Friday 1 April 2016

Top scientists back federal plan to protect Alaska predators

 New rules would ban ‘non-subsistence’ killing of bears, wolves and coyotes – some of the ‘most iconic yet persecuted species’– in the state’s 16 wildlife refuges


Tuesday 29 March 2016 17.44 BSTLast modified on Tuesday 29 March 201618.26 BST
A group of scientists has backed a federal plan to restrict the trapping and gunning down of bears and wolves in Alaska’s wildlife refuges, in the face of bitter opposition from the state government.

The US Fish and Wildlife Service (USFWS) has proposed an overhaul of hunting regulations for Alaska’s 16 national wildlife refuges, which span nearly 77m acres of wilderness in the state.

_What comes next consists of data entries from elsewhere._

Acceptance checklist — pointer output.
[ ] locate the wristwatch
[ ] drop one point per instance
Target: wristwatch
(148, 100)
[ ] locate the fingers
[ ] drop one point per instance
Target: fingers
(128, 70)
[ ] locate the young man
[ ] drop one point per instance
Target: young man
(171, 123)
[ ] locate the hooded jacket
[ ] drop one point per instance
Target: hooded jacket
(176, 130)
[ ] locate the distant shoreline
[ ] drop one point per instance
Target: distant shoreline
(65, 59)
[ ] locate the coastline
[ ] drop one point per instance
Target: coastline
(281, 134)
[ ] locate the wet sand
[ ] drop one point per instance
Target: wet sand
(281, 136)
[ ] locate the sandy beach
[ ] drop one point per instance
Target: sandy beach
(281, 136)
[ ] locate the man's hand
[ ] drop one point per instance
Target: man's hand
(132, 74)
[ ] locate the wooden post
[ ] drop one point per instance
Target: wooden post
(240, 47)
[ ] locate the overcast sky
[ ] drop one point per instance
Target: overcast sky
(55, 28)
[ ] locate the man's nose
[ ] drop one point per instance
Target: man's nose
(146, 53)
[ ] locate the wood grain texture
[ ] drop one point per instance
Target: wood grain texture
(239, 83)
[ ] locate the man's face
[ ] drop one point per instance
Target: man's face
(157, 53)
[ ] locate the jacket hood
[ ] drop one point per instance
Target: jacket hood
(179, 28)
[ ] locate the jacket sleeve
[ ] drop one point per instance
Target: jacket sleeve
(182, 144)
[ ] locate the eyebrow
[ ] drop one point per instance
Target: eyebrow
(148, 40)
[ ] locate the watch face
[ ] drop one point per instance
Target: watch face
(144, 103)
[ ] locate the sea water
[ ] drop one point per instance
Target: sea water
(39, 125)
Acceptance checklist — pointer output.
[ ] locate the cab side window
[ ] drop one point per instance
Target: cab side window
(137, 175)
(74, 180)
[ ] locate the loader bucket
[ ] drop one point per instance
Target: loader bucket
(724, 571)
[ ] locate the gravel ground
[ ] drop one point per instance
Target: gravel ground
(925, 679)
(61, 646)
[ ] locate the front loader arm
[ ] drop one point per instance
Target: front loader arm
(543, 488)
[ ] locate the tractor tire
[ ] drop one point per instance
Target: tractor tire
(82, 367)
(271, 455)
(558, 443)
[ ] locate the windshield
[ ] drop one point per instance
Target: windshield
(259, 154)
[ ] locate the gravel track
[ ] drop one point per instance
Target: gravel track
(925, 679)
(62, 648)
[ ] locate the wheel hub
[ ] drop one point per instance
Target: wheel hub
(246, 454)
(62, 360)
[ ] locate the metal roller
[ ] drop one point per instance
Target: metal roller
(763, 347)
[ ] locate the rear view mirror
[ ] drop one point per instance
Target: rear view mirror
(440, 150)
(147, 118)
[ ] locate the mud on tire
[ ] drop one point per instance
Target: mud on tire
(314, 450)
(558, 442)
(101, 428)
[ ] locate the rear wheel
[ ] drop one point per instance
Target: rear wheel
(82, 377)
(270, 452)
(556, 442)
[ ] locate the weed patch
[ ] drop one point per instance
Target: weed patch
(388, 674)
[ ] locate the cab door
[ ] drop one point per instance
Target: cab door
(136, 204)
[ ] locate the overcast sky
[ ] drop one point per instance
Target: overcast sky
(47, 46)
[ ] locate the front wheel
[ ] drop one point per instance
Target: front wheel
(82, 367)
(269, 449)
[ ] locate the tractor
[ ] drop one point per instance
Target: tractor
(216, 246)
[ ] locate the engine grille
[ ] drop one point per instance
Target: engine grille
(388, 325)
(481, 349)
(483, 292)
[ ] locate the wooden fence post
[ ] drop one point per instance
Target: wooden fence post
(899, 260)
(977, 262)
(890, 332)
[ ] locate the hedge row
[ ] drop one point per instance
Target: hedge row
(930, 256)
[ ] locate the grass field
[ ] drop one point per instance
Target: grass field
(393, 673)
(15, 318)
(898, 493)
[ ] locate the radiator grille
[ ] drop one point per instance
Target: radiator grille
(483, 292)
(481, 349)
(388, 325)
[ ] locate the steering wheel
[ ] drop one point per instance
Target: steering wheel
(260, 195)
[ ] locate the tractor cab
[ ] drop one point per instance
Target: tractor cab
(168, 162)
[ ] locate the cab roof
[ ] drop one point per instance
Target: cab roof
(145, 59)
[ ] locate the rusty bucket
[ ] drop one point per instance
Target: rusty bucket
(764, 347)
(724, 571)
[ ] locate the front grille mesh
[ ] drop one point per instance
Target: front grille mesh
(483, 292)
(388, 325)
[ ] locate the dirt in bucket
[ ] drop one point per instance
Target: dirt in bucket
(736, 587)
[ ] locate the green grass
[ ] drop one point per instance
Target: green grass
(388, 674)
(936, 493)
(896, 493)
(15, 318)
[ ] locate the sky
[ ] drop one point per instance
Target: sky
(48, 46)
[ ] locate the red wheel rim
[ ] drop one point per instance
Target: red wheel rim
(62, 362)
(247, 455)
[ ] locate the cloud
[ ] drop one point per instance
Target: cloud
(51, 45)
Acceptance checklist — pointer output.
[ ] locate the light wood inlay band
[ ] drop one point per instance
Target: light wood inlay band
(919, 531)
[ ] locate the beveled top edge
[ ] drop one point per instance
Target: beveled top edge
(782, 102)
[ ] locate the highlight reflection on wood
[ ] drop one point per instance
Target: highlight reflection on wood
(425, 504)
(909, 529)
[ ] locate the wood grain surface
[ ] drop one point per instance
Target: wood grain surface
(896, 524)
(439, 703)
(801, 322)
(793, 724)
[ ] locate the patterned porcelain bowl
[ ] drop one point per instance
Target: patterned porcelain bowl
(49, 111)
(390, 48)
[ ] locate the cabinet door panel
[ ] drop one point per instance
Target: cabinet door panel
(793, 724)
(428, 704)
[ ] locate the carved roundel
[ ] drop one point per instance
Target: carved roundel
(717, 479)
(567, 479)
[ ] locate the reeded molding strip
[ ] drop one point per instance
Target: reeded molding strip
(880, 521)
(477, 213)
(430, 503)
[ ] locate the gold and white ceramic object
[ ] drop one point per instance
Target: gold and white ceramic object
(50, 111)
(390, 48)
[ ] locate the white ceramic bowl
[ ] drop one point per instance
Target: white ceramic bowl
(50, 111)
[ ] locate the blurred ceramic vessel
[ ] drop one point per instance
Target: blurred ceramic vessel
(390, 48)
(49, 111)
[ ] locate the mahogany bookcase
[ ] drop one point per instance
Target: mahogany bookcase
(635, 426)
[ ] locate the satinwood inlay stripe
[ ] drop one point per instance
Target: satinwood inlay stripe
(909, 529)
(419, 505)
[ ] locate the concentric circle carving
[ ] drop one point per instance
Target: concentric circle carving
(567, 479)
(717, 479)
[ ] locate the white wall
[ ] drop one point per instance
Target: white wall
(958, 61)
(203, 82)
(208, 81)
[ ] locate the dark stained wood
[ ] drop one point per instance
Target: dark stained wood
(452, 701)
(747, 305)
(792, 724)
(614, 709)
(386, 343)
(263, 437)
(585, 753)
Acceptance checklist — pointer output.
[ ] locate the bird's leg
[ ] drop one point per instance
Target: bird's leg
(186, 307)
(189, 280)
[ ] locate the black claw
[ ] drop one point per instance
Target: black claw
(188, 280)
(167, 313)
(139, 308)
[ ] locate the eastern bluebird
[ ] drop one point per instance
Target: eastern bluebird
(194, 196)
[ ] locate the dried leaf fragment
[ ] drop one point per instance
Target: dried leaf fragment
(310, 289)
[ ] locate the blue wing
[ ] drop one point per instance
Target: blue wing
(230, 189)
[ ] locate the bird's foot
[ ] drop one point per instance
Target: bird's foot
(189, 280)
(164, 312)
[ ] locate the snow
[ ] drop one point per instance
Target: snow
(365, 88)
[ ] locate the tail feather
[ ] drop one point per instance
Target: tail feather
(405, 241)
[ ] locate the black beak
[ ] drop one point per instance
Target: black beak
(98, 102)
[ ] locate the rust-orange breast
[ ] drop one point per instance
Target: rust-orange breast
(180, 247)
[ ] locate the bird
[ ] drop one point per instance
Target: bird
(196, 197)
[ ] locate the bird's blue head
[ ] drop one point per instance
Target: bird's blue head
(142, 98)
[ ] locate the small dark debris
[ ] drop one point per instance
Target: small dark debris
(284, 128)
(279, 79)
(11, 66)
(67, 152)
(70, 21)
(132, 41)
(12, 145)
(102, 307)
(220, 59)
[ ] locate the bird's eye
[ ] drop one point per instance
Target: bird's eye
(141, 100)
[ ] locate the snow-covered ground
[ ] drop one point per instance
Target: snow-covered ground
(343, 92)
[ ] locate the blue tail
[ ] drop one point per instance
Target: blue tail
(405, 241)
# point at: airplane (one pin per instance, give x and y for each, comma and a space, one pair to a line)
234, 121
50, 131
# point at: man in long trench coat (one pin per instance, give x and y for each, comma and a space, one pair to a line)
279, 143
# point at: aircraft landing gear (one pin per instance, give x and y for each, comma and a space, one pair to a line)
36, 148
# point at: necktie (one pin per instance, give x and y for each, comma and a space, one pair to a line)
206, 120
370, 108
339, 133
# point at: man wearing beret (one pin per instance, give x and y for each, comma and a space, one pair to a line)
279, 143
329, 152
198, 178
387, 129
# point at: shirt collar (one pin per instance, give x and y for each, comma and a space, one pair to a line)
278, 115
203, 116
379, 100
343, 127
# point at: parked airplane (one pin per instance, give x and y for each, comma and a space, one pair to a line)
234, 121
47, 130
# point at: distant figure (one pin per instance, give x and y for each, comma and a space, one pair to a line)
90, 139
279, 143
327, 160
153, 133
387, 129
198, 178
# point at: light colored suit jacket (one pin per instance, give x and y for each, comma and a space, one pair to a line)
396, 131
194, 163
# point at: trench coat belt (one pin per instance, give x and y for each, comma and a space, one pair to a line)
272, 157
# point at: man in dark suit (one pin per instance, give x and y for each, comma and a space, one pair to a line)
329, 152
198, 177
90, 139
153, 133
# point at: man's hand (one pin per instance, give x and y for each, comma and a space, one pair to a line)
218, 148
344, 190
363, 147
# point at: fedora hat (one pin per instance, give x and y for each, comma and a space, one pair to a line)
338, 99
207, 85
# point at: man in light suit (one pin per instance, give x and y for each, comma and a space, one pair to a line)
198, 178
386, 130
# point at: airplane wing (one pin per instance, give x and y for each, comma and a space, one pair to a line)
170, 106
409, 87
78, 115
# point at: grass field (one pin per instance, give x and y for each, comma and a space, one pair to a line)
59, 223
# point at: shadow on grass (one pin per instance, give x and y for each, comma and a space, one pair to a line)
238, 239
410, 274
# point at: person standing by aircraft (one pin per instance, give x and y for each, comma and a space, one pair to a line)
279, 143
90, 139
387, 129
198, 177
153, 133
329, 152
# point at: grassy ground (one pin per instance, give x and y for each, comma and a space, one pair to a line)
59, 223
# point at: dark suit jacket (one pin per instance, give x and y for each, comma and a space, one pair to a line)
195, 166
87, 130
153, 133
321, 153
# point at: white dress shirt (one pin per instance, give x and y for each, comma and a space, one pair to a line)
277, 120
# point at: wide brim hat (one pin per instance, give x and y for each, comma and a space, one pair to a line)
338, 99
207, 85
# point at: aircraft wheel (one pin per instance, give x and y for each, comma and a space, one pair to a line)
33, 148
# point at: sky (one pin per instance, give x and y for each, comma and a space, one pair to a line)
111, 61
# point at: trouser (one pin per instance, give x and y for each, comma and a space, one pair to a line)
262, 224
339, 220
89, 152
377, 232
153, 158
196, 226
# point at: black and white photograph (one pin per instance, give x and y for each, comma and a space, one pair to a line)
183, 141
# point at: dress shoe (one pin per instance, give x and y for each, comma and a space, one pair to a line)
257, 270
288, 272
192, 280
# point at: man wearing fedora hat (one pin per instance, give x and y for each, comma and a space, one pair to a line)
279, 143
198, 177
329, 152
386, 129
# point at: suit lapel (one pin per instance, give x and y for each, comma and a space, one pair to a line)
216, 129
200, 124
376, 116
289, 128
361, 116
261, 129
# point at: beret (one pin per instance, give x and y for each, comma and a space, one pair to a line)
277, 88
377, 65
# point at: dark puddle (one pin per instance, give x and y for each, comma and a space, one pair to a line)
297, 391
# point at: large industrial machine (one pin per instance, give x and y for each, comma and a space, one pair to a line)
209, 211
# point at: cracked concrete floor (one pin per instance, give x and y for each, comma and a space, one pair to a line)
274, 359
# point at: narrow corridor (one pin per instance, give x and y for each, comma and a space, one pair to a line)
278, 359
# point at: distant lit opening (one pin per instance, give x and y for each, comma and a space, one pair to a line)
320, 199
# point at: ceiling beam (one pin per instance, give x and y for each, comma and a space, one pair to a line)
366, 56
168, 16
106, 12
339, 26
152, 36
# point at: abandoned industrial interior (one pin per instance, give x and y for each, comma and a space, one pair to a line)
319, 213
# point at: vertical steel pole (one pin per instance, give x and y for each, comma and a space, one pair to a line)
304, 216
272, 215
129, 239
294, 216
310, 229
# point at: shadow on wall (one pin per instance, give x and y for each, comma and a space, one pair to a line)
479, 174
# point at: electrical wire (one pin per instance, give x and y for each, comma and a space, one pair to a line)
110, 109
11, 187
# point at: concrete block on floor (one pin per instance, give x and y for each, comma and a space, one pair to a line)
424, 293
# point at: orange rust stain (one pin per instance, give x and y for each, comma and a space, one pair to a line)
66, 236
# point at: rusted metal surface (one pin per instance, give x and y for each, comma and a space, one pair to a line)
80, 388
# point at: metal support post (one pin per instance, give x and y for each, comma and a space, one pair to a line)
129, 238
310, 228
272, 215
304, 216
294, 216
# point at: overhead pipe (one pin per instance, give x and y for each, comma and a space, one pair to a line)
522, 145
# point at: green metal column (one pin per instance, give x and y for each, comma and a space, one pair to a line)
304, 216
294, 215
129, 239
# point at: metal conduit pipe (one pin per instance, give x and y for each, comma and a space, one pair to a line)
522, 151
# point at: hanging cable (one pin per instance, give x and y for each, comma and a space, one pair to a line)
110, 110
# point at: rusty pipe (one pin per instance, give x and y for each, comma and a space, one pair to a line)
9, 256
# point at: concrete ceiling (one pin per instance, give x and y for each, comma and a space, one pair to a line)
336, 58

The new rules would effectively ban “non-subsistence” slaughter of predators within the refuges without a sound scientific reason. Practices to be outlawed include the killing of bear cubs or their mothers, the controversial practice of bear baiting and the targeting of wolves and coyotes during the spring and summer denning season.

Anyone hoping to take a plane or helicopter to shoot a bear will also be unable to do so. These changes have been backed by a group of 31 leading scientists who said the current hunting laws hurt some of the “most iconic yet persecuted species in North America: grizzly bears, black bears and wolves”.

In a letter sent for the USFWS’s public comment process, the biologists and ecologists from across the US point out that research shows that killing the predators of moose and caribou does very little to boost their numbers.

Alaska’s many-decades program of statewide carnivore persecution has failed to yield more ungulates for human hunters,” the letter states. “Furthermore, the methods of predator persecution are seen as problematic by a clear majority of Alaska’s citizens.”

Alaska stepped up the trapping and shooting of predator animals after the Republican governor Frank Murkowski gained power in 2002. His successors, including Sarah Palin, have all supported a policy of “intensive management” that removes wolves and bears with the goal of boosting moose and caribou numbers for hunters.